Ces principes, pour moi, ne sont pas seulement en théorie, je les mets en pratique ; je fais le bien autant que le permet ma position ; je rends service quand je puis ; les pauvres ont-ils jamais été rebutés chez moi ou traités avec dureté ? à toute heure n'ont-ils pas toujours été reçus avec la même bienveillance ? ai-je jamais plaint mes pas et mes démarches pour rendre service ? des pères de famille ne sont ils pas sortis de prison par mes soins ? Certes, il ne m'appartient pas de faire l'inventaire du bien que j'ai pu faire ; mais, dans un moment où l'on semble tout oublier, il m'est bien permis, je crois, de rappeler à mon souvenir que ma conscience me dit que je n'ai fait de tort à personne, que j'ai fait tout le bien que j'ai pu, et cela, je le répète, sans demander compte de l'opinion ; sous ce rapport ma conscience est tranquille, et de quelque ingratitude que j'aie pu être payé en plus d'une occasion, cela ne saurait être pour moi un motif de cesser de le faire ; l'ingratitude est une des imperfections de l'humanité, et comme personne de nous n'est exempt de reproches, il faut savoir passer aux autres pour qu'on nous passe à nous-mêmes, afin qu'on puisse dire, comme J.-C. : «Que celui qui est sans péché lui jette la première pierre.» Je continuerai donc à faire le plus de bien que je pourrai, même à mes ennemis, car la haine ne m'aveugle pas ; et je leur tendrai toujours la main pour les tirer d'un précipice si l'occasion s'en présentait.
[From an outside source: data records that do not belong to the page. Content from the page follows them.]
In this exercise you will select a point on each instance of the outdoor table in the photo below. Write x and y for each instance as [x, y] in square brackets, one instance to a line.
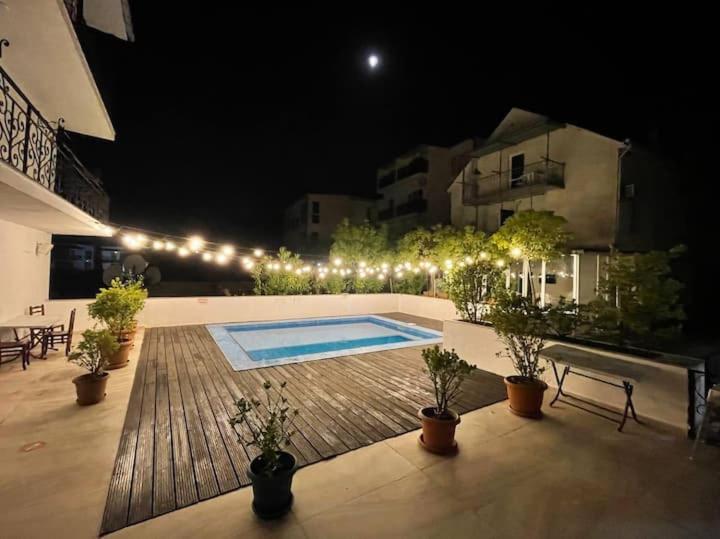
[41, 324]
[595, 367]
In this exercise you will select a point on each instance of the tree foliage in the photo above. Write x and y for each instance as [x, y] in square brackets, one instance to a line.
[94, 350]
[267, 422]
[638, 299]
[447, 372]
[537, 235]
[522, 325]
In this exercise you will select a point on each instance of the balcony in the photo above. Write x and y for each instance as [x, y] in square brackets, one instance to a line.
[536, 179]
[39, 167]
[28, 142]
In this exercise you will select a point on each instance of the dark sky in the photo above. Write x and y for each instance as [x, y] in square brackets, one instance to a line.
[224, 115]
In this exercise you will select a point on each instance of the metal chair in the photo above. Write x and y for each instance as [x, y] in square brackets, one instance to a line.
[15, 349]
[52, 338]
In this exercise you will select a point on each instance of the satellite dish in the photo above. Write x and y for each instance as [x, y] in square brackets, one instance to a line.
[152, 275]
[135, 264]
[113, 271]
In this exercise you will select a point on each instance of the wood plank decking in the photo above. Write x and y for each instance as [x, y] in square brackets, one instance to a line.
[177, 446]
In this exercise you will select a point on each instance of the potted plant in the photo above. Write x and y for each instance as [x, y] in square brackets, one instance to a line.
[92, 354]
[522, 325]
[117, 306]
[447, 373]
[267, 425]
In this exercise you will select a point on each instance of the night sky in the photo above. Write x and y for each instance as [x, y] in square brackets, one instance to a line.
[226, 115]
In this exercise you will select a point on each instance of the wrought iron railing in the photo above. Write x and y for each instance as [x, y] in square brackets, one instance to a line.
[28, 142]
[533, 179]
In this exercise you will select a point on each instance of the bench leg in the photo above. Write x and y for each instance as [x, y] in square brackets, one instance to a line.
[627, 386]
[560, 380]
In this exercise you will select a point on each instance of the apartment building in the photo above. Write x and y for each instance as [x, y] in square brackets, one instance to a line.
[413, 188]
[310, 222]
[614, 194]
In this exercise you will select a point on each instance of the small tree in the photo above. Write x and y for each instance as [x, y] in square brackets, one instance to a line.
[270, 430]
[447, 372]
[638, 300]
[522, 326]
[93, 351]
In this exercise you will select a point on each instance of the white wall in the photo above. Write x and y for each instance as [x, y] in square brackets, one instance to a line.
[661, 396]
[24, 275]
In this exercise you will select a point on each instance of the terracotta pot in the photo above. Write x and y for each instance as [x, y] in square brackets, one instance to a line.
[525, 396]
[438, 435]
[90, 388]
[272, 494]
[120, 358]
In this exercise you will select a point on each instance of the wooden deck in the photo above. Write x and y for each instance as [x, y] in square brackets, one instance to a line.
[178, 448]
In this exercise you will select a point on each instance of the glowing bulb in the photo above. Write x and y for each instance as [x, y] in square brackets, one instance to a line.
[195, 243]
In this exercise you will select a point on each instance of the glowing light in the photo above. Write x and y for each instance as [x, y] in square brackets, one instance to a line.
[195, 243]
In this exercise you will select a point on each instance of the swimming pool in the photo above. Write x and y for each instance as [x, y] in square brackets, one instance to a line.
[253, 345]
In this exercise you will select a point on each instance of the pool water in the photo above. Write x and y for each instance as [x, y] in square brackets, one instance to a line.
[260, 344]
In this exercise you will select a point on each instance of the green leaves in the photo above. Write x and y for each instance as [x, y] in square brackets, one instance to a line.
[447, 372]
[534, 235]
[266, 424]
[94, 351]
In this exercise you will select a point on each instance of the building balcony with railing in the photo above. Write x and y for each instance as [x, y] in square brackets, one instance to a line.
[531, 180]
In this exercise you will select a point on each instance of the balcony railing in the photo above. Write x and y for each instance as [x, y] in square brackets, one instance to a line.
[28, 142]
[534, 179]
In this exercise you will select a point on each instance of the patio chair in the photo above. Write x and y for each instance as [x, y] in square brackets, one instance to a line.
[52, 338]
[13, 349]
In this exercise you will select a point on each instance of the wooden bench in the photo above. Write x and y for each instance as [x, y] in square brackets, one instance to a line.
[600, 368]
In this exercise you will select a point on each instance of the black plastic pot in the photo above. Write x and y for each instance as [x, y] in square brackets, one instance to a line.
[272, 493]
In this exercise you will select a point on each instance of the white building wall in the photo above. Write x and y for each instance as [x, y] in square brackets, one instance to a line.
[24, 273]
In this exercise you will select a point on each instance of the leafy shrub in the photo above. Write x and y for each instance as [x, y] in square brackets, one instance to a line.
[447, 372]
[522, 326]
[268, 424]
[93, 352]
[638, 299]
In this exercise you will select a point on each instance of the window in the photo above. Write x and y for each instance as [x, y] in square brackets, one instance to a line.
[505, 215]
[315, 212]
[517, 169]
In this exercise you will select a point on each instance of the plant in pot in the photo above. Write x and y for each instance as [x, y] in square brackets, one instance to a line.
[91, 354]
[116, 307]
[267, 425]
[522, 325]
[447, 372]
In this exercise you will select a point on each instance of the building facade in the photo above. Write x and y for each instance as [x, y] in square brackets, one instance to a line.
[614, 195]
[413, 188]
[45, 86]
[310, 222]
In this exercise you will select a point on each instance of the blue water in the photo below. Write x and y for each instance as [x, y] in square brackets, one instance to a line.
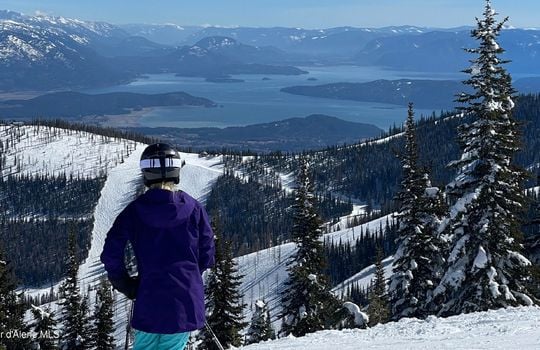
[259, 101]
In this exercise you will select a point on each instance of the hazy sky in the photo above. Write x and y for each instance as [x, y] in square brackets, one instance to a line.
[291, 13]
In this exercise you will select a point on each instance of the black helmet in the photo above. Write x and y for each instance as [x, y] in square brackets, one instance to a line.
[160, 163]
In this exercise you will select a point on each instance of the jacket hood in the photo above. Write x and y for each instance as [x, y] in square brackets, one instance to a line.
[163, 209]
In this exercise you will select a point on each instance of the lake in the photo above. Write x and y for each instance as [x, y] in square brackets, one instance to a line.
[258, 99]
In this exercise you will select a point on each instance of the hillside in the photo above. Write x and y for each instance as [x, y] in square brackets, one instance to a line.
[290, 135]
[513, 328]
[74, 105]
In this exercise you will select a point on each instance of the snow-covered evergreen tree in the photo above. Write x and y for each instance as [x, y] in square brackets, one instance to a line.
[103, 318]
[418, 259]
[485, 268]
[12, 309]
[308, 304]
[70, 303]
[260, 328]
[86, 324]
[45, 328]
[378, 308]
[224, 307]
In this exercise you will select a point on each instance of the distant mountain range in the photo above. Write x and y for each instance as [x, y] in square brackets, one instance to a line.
[48, 53]
[295, 134]
[73, 105]
[428, 94]
[425, 94]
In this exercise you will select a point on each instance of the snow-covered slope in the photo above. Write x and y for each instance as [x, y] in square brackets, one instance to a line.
[364, 278]
[265, 271]
[41, 150]
[504, 329]
[49, 151]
Voilà comment j'entends la charité chrétienne ; je comprends une religion qui nous ordonne de rendre le bien pour le mal, à plus forte raison de rendre le bien pour le bien. Mais je ne comprendrais jamais celle qui nous prescrirait de rendre le mal pour le mal. (Pensées intimes d'Allan Kardec, document retrouvé dans ses papiers.)


1 La Librairie spirite les possède toujours.